In one of the strangest political reverses in history, the 1998 elections have been turned into a referendum on the Religious Right and the Republican Congress. Democratic leaders, on cue from the White House, have successfully turned the tables on conservatives by portraying President Clinton as the victim of a moralistic witch hunt.

Granting credit where credit is due, President Clinton and the First Lady must be acknowledged as the masterminds of this political master stroke. With breathtaking speed, conservatives found themselves the accused rather than the accusers. Many citizens seem ready to overlook President Clinton’s grotesque pattern of sexual immorality and, in the President’s words, “deal with the real issues facing this nation.”

Clearly, something more significant than a political strategy is involved here. We are seeing American culture divided into two opposing groups, who seem increasingly unable even to understand each other.

On the one side are those for whom personal character is a “real issue” and cannot understand how so many Americans seem untroubled by a philandering President who has acted as a sexual predator with audacity unmatched in the nation’s history, and who has obviously lied in order to cover his affairs.
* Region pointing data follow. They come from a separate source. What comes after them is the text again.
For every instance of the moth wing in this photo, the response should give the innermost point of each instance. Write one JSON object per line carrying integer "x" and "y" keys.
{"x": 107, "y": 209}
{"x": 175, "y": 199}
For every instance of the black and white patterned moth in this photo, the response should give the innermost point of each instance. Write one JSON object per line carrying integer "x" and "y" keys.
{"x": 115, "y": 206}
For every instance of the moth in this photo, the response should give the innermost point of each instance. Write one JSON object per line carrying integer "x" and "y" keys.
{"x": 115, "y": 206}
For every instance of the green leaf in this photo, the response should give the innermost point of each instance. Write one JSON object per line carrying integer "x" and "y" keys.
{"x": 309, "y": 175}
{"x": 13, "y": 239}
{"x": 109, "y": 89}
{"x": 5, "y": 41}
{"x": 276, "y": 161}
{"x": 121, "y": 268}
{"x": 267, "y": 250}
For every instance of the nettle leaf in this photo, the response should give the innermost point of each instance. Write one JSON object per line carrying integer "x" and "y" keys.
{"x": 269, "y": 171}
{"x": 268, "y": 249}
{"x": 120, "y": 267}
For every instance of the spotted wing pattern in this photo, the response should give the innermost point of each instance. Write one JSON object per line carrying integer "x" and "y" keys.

On the other side are those who seem genuinely to believe that the President’s sexual behavior is his own business, and perhaps the proper concern of the First Lady. Since she seems unconcerned, so should we, these citizens argue; and thus the Starr report, the upcoming impeachment hearings, and the pattern of conservative outrage look like hysterical overreactions by a bunch of moralizing busybodies.

The American electorate is now divided into these two opposing groups—and this new alignment may eventually be of greater importance than the two political parties. The so-called “Culture War” has opened a new and ominous front, and each of the two cultural parties thinks the other to be a deadly threat to the body politic.

Though the Clinton controversies have captured the greatest media attention, the cultural divide is far deeper than disagreement over what to do with the President. The best evidence of this is the October 11 cover article in The New York Times Magazine—a proof-positive indication of the worldview of the cultural elite. In “The Scolds,” writer Andrew Sullivan lambastes the moralizing of the conservative movement as “conservatism become puritanism,” and charges that conservatives are bent on a “cultural jihad” which threatens to turn modern-day America into a vision of paranoid Salem.

Modern conservatism has lost its way, Sullivan laments, and has degenerated into “moral obsessiveness,” a “scolding, moralizing conservatism” that has already taken its toll in “constitutional and cultural damage.” With its focus on homosexuality as a threat to the culture, abortion as a criminal scourge, and the President as a lecherous sex-monger, modern conservatism is a “cultural and moral revolution: a wholesale assault on the beliefs and practices of an entire post-1960’s settlement.”

This is a brilliant tactical maneuver, but it will not stand closer scrutiny. It was the revolutionaries of the 1960s who started this culture war, and there never was a “settlement” of the critical issues of moral debate. The children of the 1960s went from fornicating on the campus green to lecturing with tenure, but America never agreed to a settlement which normalized homosexuality, accepted abortion on demand, and tolerated leaders who live as though the moral laws are for everyone else.

Sullivan is a bright and promising intellectual, and one of the most effective homosexual activists contending for, among other things, homosexual marriage. But he is not being honest with his readers—or with himself—when he argues that conservatives want government as a “moralizing big brother.”

What conservatives want is a culture which protects the integrity of heterosexual marriage, the sanctity of unborn life, and expects its leaders to embody character. What the real moral revolutionaries hate to admit is that none of these convictions would have been controversial until after the 1960s—they were not up for debate. Those pressing for homosexual marriage have declared war on the very foundations of our moral order. Those who argue that the President’s behavior is “none of our business” will have the leaders they deserve.

Conservatives do not want a police state, but we do expect a President who upholds the laws, rather than breaking them. We will contend for a culture which defends life—born and unborn—and will mourn the mounting death-toll of forfeited lives. We will defend marriage and the family—the most basic social unit of human relations—against those who would normalize homosexuality and upturn the moral order. We know who the real revolutionaries are.

It remains to be seen if the 1998 elections “send a message,” and the outcome of the Clinton scandals is up for grabs, but this much is certain: The issues of vital concern to both parties in the culture war will remain. Neither side will be satisfied with an artificial “settlement.”